In 1927, John J. Glennon, Archbishop of St. Louis requested a group of Franciscans to come from Poland to set up a nursing home in the countryside. A number of Franciscan Missionary Brothers of the Sacred Heart of Jesus emigrated from Poland to the St. Louis area. Among them was Brother Bronislaus Luszcz, age thirty-four. They were given an abandoned convent in the foothills of the Ozarks, and built an infirmary. The brothers had a small farm that produced food for the infirmary and brothers. The Black Madonna Shrine is adjacent to the site of the infirmary which closed in 2008.
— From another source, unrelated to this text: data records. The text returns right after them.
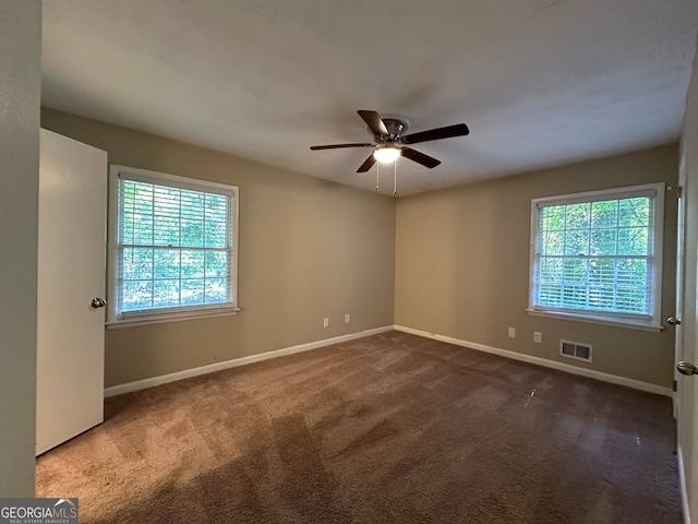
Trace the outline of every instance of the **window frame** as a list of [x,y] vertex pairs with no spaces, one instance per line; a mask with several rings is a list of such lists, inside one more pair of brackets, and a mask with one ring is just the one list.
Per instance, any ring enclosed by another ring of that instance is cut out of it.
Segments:
[[[230,302],[208,303],[200,306],[183,306],[173,308],[158,308],[139,312],[118,311],[121,289],[119,287],[119,182],[122,178],[145,183],[170,186],[178,189],[225,194],[230,198]],[[119,327],[134,324],[154,324],[161,322],[176,322],[183,320],[201,319],[236,314],[238,308],[238,229],[240,190],[237,186],[230,186],[208,180],[169,175],[135,167],[111,164],[109,166],[109,206],[107,214],[107,326]]]
[[[538,263],[537,246],[540,224],[540,210],[551,205],[568,205],[575,203],[601,202],[605,200],[622,200],[635,196],[650,196],[653,199],[653,221],[652,221],[652,254],[650,286],[650,313],[648,315],[607,312],[595,310],[568,310],[563,308],[551,308],[535,303],[538,291],[538,274],[540,264]],[[531,200],[531,229],[530,229],[530,259],[529,259],[529,293],[527,312],[532,315],[551,317],[557,319],[576,320],[599,324],[610,324],[624,327],[635,327],[649,331],[661,331],[662,326],[662,279],[664,260],[664,199],[665,183],[654,182],[640,186],[627,186],[610,188],[597,191],[585,191],[555,196],[544,196]]]

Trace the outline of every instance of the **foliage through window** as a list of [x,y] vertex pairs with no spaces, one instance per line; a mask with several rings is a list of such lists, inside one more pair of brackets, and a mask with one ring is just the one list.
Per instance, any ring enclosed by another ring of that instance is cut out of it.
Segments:
[[237,188],[112,166],[110,321],[234,310]]
[[659,326],[663,184],[532,202],[529,310]]

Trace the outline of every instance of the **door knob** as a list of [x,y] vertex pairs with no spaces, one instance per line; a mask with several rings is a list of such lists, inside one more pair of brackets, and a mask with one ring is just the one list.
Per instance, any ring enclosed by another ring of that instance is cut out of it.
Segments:
[[107,301],[104,298],[93,298],[89,305],[93,308],[104,308],[107,305]]

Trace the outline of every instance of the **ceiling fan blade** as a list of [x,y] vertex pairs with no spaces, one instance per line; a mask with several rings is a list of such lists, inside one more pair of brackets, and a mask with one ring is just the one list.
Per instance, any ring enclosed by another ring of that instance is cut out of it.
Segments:
[[441,164],[441,160],[425,155],[424,153],[420,153],[419,151],[414,151],[411,147],[400,147],[400,150],[402,151],[402,156],[406,156],[410,160],[421,164],[424,167],[429,167],[430,169]]
[[373,131],[373,134],[376,136],[384,136],[388,134],[388,128],[383,123],[381,115],[375,111],[366,111],[364,109],[359,109],[357,112],[361,118],[363,118],[363,121],[366,122],[366,126],[369,126],[369,129]]
[[420,131],[419,133],[407,134],[402,136],[404,144],[419,144],[420,142],[429,142],[430,140],[452,139],[454,136],[465,136],[470,133],[468,126],[465,123],[456,123],[446,126],[445,128],[430,129]]
[[365,162],[361,164],[361,166],[359,166],[359,169],[357,169],[357,172],[368,171],[373,167],[373,164],[375,164],[375,158],[373,157],[373,153],[371,153],[371,155],[369,155],[369,158],[366,158]]
[[310,148],[312,151],[318,150],[341,150],[344,147],[373,147],[375,144],[329,144],[329,145],[311,145]]

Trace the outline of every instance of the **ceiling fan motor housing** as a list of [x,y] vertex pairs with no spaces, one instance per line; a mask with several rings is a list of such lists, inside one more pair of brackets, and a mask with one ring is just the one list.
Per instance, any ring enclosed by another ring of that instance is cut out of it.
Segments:
[[378,143],[393,143],[410,129],[409,120],[404,117],[396,117],[392,115],[389,117],[383,117],[382,120],[385,128],[388,130],[388,134],[387,136],[374,135],[375,141]]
In 1937, Brother Bronislaus began clearing the thickly wooded land, built a cedar wood chapel and hung a portrait of the Black Madonna of Częstochowa above the altar. The image is referred as the Black Madonna because of its dark brown skin tones. The chapel soon became a center of religious devotion, with numerous pilgrimages, prayer services and masses being offered. A picnic pavilion is on site.
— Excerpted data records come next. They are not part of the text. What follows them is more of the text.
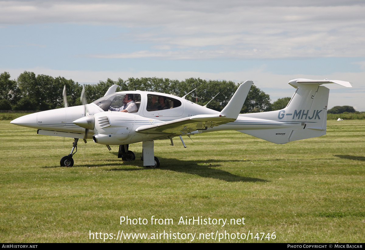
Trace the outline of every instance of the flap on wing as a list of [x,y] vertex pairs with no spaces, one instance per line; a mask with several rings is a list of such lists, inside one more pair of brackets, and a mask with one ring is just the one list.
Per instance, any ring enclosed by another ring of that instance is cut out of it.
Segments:
[[140,127],[136,132],[143,134],[169,134],[180,135],[193,131],[205,130],[235,120],[219,116],[219,115],[199,115],[174,120],[158,124]]

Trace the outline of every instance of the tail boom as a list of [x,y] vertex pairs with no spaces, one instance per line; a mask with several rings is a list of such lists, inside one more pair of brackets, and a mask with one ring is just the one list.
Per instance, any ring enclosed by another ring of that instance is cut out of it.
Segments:
[[351,86],[343,81],[293,80],[289,84],[297,89],[284,109],[240,114],[235,122],[223,126],[277,144],[323,135],[329,89],[320,85],[331,83]]

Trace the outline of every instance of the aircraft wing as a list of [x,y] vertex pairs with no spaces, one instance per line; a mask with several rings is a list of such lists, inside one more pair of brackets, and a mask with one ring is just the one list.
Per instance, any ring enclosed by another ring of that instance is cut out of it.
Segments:
[[227,117],[217,115],[199,115],[174,120],[153,125],[139,127],[136,131],[143,134],[174,134],[180,135],[194,131],[205,130],[222,124],[234,121]]

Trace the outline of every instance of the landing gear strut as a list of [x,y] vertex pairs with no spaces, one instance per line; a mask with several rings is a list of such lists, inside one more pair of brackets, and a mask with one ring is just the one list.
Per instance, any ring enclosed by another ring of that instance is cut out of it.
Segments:
[[119,145],[119,151],[118,151],[118,158],[122,158],[123,161],[134,161],[136,159],[135,155],[132,151],[128,150],[129,144],[124,144]]
[[[78,138],[75,138],[75,141],[73,142],[73,144],[72,145],[72,149],[71,150],[71,153],[68,155],[64,156],[59,161],[59,164],[61,167],[72,167],[73,166],[73,159],[72,159],[72,156],[77,151],[77,142],[78,141]],[[76,149],[75,153],[73,152],[73,150]]]

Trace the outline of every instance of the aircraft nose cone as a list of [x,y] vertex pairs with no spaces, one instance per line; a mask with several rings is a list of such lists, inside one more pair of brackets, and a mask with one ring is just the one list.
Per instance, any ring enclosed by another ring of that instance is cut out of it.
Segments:
[[82,128],[91,130],[94,129],[94,126],[95,125],[95,120],[94,116],[92,115],[81,117],[72,122]]
[[10,123],[19,126],[27,127],[28,128],[37,128],[38,127],[36,113],[27,115],[14,119],[10,122]]

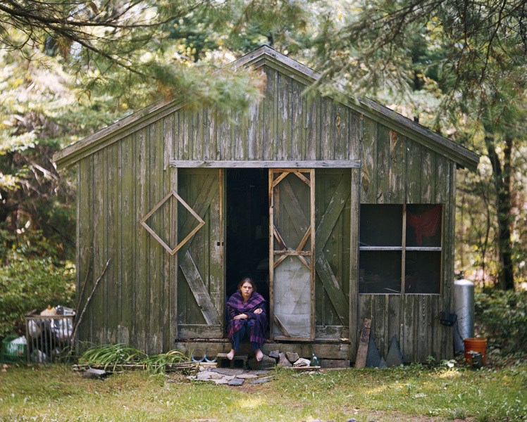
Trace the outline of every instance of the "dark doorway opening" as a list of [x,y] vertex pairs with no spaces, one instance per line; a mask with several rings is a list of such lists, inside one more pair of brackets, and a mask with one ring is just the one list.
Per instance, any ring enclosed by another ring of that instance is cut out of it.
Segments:
[[226,293],[251,277],[269,302],[269,212],[266,169],[226,172]]

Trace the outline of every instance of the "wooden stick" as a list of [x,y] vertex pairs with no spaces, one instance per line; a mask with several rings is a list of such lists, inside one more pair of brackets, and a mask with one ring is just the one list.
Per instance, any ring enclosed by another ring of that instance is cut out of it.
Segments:
[[89,248],[89,256],[88,257],[88,269],[86,270],[86,277],[84,279],[82,283],[82,288],[80,290],[80,295],[79,295],[79,302],[77,303],[77,307],[75,310],[75,314],[77,315],[79,313],[79,307],[80,307],[80,301],[82,300],[82,295],[84,295],[84,289],[86,288],[86,283],[88,281],[88,275],[89,274],[89,263],[92,262],[92,252],[93,248]]
[[104,267],[104,269],[102,270],[102,273],[99,276],[99,279],[97,279],[97,281],[95,282],[95,285],[93,286],[93,289],[92,289],[92,293],[90,293],[89,296],[88,296],[88,298],[86,300],[86,303],[84,305],[84,308],[82,308],[82,312],[80,313],[80,315],[79,315],[79,317],[77,319],[77,321],[75,324],[75,327],[73,327],[73,332],[71,334],[71,338],[70,339],[70,345],[73,345],[73,342],[75,341],[75,334],[77,334],[77,328],[79,327],[79,324],[80,324],[80,321],[82,320],[82,316],[84,315],[84,313],[86,312],[86,308],[88,307],[88,304],[89,303],[89,301],[92,300],[92,297],[93,296],[93,294],[95,293],[95,289],[97,288],[97,286],[99,286],[99,282],[102,279],[103,276],[104,275],[104,273],[106,272],[106,269],[108,268],[108,264],[110,263],[110,261],[111,260],[111,258],[108,258],[108,261],[106,261],[106,264]]

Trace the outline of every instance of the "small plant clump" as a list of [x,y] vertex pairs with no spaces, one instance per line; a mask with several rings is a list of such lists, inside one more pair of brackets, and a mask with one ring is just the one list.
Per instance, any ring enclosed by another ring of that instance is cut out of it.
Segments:
[[179,350],[148,355],[125,344],[92,346],[79,358],[79,364],[100,366],[115,372],[124,368],[142,366],[152,373],[164,373],[168,365],[189,362],[190,359]]

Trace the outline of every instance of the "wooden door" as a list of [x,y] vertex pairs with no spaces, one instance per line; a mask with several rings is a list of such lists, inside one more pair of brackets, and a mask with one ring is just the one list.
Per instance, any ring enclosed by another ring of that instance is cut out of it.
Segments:
[[271,337],[315,337],[315,171],[269,170]]
[[[316,172],[317,339],[349,338],[351,172]],[[352,330],[354,330],[354,321]]]
[[[222,198],[218,169],[179,169],[179,196],[205,224],[178,252],[178,337],[223,337],[224,277]],[[178,238],[184,239],[197,224],[180,204]]]

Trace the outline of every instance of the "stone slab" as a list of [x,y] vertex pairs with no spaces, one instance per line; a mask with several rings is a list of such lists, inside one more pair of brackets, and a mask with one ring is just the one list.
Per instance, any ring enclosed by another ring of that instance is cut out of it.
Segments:
[[349,368],[352,363],[349,359],[321,359],[321,368]]
[[212,380],[214,381],[216,384],[216,385],[221,385],[221,384],[228,384],[229,380],[225,380],[225,378],[221,378],[221,380]]
[[240,373],[240,375],[237,375],[236,378],[242,378],[242,380],[252,380],[258,378],[258,376],[256,375],[252,375],[252,373]]
[[278,364],[282,366],[285,366],[286,368],[290,368],[293,366],[293,364],[287,360],[287,358],[285,357],[285,354],[283,353],[280,354]]
[[276,361],[266,354],[264,355],[262,359],[259,362],[256,357],[252,357],[247,361],[247,364],[251,369],[265,369],[266,368],[274,368]]
[[233,378],[227,383],[227,384],[232,387],[240,387],[244,383],[244,381],[240,378]]
[[269,357],[280,359],[280,350],[271,350],[269,352]]
[[254,380],[254,381],[249,381],[249,384],[263,384],[264,383],[268,383],[271,378],[260,378],[259,380]]
[[243,373],[244,370],[241,368],[213,368],[211,369],[211,372],[217,372],[223,375],[238,375]]

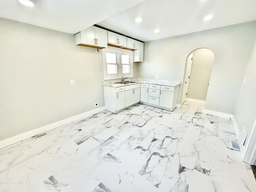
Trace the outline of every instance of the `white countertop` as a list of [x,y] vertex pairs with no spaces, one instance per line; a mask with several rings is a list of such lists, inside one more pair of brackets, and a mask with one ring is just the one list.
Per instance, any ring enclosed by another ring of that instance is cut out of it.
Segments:
[[143,79],[142,78],[129,78],[126,79],[124,81],[130,81],[135,82],[134,83],[127,84],[121,84],[115,83],[121,82],[121,80],[113,80],[112,81],[106,81],[102,82],[103,86],[112,87],[119,87],[127,85],[133,85],[138,83],[147,83],[148,84],[154,84],[155,85],[165,85],[175,87],[180,84],[180,81],[173,81],[171,80],[163,80],[160,79]]

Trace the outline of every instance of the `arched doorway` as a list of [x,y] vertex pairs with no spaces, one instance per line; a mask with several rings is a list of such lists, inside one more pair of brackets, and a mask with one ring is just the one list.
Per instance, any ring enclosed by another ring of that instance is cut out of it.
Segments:
[[204,103],[214,62],[213,52],[200,48],[188,56],[183,79],[182,103],[188,100]]

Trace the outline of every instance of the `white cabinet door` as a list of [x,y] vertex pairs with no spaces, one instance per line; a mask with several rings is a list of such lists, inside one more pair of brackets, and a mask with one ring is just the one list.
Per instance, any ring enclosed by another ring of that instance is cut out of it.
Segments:
[[135,49],[140,49],[140,42],[136,40],[133,40],[134,46]]
[[134,44],[133,44],[133,39],[130,38],[127,38],[127,47],[128,48],[130,49],[133,49]]
[[94,27],[97,46],[102,48],[108,47],[107,31],[98,27]]
[[132,50],[140,49],[140,42],[129,38],[127,38],[127,43],[126,46],[126,48]]
[[133,103],[140,102],[140,88],[135,89],[133,91]]
[[140,88],[140,101],[148,102],[148,88]]
[[126,47],[127,46],[127,37],[122,35],[118,35],[117,38],[118,39],[118,44],[120,46]]
[[108,43],[117,47],[126,46],[127,37],[110,31],[108,31]]
[[107,30],[92,26],[75,34],[76,44],[91,47],[108,47]]
[[144,59],[144,43],[139,43],[140,49],[133,51],[134,62],[143,62]]
[[125,107],[140,102],[140,88],[125,91]]
[[168,108],[172,108],[173,100],[173,92],[162,91],[160,93],[159,106]]
[[108,42],[117,44],[117,34],[113,32],[108,31]]
[[123,108],[124,108],[124,92],[119,92],[116,94],[116,110],[118,111]]
[[81,31],[81,41],[82,44],[96,45],[94,26],[92,26]]
[[134,90],[125,91],[125,107],[127,107],[133,104]]

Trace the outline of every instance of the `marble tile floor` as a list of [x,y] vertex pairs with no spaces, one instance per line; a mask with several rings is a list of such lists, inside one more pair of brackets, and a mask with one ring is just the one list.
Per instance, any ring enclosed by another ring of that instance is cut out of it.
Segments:
[[1,149],[0,191],[256,192],[232,120],[203,108],[103,111]]

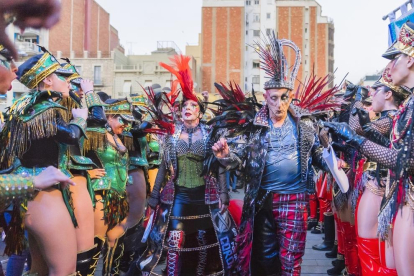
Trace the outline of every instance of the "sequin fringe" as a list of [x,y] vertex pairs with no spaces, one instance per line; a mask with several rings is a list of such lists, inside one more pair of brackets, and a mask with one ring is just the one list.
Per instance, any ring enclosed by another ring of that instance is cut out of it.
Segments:
[[128,214],[129,205],[126,192],[119,194],[113,190],[103,192],[104,220],[108,225],[108,231],[120,223]]

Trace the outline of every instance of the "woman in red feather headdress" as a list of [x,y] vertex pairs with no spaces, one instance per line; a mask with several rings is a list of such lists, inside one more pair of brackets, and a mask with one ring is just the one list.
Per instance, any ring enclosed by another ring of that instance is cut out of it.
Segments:
[[[176,77],[173,87],[179,84],[180,90],[147,93],[153,103],[148,111],[164,134],[163,160],[148,201],[154,210],[148,247],[129,275],[136,275],[135,269],[153,272],[163,254],[167,275],[228,275],[235,260],[237,228],[227,210],[225,175],[217,177],[213,166],[204,166],[214,161],[209,158],[212,142],[209,128],[200,123],[205,106],[193,91],[190,59],[177,55],[173,65],[160,64]],[[177,110],[178,92],[183,98]]]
The Black Madonna Shrine was built out of his devotion to Mary, and dedicated to her as "Queen of Peace and Mercy". After completing the chapel, Brother Bronislaus began building grottoes, using concrete and native Missouri tiff rock acquired from the nearby mining town of Potosi. The stone and rock structures are made to resemble natural cave formations. The grottos feature statues of Saint Francis, Saint Joseph, Our Lady of Perpetual Help, Jesus and the disciples at Gethsemane, Our Lady of Sorrows, Mary's Assumption, and the Nativity. Each is an intricate mosaic with seashells, costume jewelry, ceramic figurines, and colorful bits brought to him by pilgrims from time to time. Cake pans shaped like lambs and rabbits became molds for the concrete animals that sit at the feet of St. Francis. The altar stone at the Our Lady of Sorrows Grotto is from the original monastery chapel. The Crucifix of the Gethsemane Grotto is used as landmark by local hikers making their way through the nearby woods.

Brother Bronislaus spent twenty three years building the shrine, and died from heat stroke in 1960 at the age of sixty-six, while working on a grotto of Our Lady of Fatima.
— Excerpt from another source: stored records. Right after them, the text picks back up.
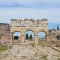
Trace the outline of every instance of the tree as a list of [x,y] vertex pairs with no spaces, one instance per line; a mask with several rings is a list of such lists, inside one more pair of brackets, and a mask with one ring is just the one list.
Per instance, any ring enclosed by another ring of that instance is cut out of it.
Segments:
[[30,34],[30,40],[32,40],[32,34]]
[[26,34],[26,39],[27,39],[27,40],[29,39],[29,36],[28,36],[28,34]]

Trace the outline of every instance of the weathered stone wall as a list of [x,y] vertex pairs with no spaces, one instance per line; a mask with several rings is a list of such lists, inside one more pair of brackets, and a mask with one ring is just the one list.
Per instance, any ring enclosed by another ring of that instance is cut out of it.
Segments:
[[57,40],[57,36],[60,36],[60,30],[57,29],[49,30],[50,46],[60,46],[60,40]]
[[6,45],[10,40],[10,26],[6,23],[0,23],[0,44]]
[[[46,42],[48,42],[48,21],[47,19],[11,19],[10,25],[10,38],[12,40],[12,34],[18,31],[21,33],[21,45],[24,44],[24,34],[26,31],[33,31],[35,40],[35,46],[38,45],[38,32],[46,33]],[[13,41],[11,41],[13,43]],[[17,43],[16,43],[17,44]]]

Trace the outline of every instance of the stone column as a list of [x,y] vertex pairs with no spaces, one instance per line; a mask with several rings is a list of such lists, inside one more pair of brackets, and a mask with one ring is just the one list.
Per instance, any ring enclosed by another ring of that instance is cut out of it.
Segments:
[[21,36],[20,42],[21,42],[21,46],[24,46],[24,35]]
[[36,47],[37,45],[38,45],[38,35],[35,35],[34,46]]

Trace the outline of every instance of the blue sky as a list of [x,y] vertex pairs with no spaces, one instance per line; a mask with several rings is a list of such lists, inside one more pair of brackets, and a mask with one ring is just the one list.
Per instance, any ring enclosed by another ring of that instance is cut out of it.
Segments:
[[60,25],[60,0],[0,0],[0,23],[15,18],[47,18],[49,28]]

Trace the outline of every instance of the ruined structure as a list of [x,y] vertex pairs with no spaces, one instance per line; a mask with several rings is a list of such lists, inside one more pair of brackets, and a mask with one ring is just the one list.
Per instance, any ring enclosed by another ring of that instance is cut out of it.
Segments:
[[[14,32],[20,32],[21,33],[21,38],[20,42],[21,46],[24,45],[24,34],[26,31],[32,31],[34,33],[34,45],[38,45],[38,32],[45,32],[46,33],[46,45],[48,42],[48,21],[47,19],[11,19],[11,25],[10,25],[10,41],[11,43],[14,44],[14,40],[12,38],[12,35]],[[15,42],[18,44],[17,42]]]
[[50,46],[60,46],[60,30],[50,29],[49,30]]
[[10,41],[10,26],[7,23],[0,23],[0,44],[7,45]]
[[[38,45],[38,32],[46,33],[46,46],[60,46],[60,30],[48,30],[47,19],[11,19],[10,24],[0,23],[0,44],[13,45],[20,44],[24,46],[25,32],[32,31],[34,33],[34,45]],[[13,39],[14,32],[20,32],[19,40]]]

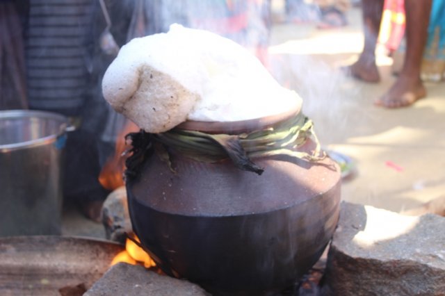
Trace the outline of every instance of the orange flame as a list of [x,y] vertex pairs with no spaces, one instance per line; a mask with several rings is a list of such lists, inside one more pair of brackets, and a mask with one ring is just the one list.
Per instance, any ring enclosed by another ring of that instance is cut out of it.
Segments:
[[[140,242],[137,236],[134,236],[134,240]],[[122,251],[113,258],[111,266],[120,262],[132,265],[140,264],[144,265],[145,268],[156,266],[156,263],[149,254],[129,238],[127,238],[125,242],[125,250]]]
[[125,158],[122,155],[128,148],[125,143],[125,135],[138,129],[135,124],[129,121],[119,133],[116,140],[115,153],[105,163],[99,175],[99,182],[105,189],[113,190],[124,185],[122,172],[125,169]]

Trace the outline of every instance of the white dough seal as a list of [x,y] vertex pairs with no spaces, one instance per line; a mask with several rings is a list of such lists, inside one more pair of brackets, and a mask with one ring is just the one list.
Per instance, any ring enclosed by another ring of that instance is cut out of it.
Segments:
[[302,104],[241,45],[177,24],[122,47],[105,73],[102,90],[116,111],[149,133],[186,120],[273,115]]

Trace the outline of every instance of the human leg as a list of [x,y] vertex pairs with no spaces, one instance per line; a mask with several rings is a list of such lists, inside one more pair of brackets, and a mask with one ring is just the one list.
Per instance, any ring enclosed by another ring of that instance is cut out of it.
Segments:
[[357,62],[346,71],[354,77],[366,82],[380,81],[380,76],[375,64],[375,46],[382,19],[383,0],[363,0],[362,3],[364,44]]
[[405,0],[406,54],[394,84],[375,104],[387,108],[411,105],[426,95],[420,77],[432,0]]

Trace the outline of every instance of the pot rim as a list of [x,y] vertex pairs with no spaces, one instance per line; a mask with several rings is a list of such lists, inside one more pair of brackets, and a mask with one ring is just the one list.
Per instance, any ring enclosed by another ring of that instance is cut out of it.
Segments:
[[186,131],[197,131],[207,133],[227,133],[236,135],[245,132],[271,127],[277,122],[288,120],[301,111],[301,105],[296,106],[282,113],[252,120],[233,122],[204,122],[187,120],[176,128]]
[[1,144],[0,152],[8,152],[13,150],[32,148],[37,146],[51,144],[56,141],[57,138],[63,135],[67,131],[68,120],[67,118],[58,113],[26,109],[8,110],[0,111],[0,122],[8,120],[21,120],[21,119],[43,119],[52,120],[58,124],[58,130],[54,131],[51,133],[47,135],[42,135],[38,138],[28,140],[22,142],[18,142],[10,144]]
The shrine has been subjected to arson and vandalism many times in its history. In 1958 an arsonist set fire to the altar which burned the chapel. An open-air chapel was built in the early 1960s to replace the burned chapel. Cardinal Stefan Wyszyński, Primate of Poland, donated a painting to replace one lost in the fire. John Carberry, Cardinal Archbishop of St. Louis donated a glass-encased icon of Our Lady of Czestochowa from the former Church of Our Lady of Czestochowa in St. Louis.

In 2013, a thief broke into shrine gift shop and stole some sterling silver medals, silver plated necklaces, and a donation jar containing change.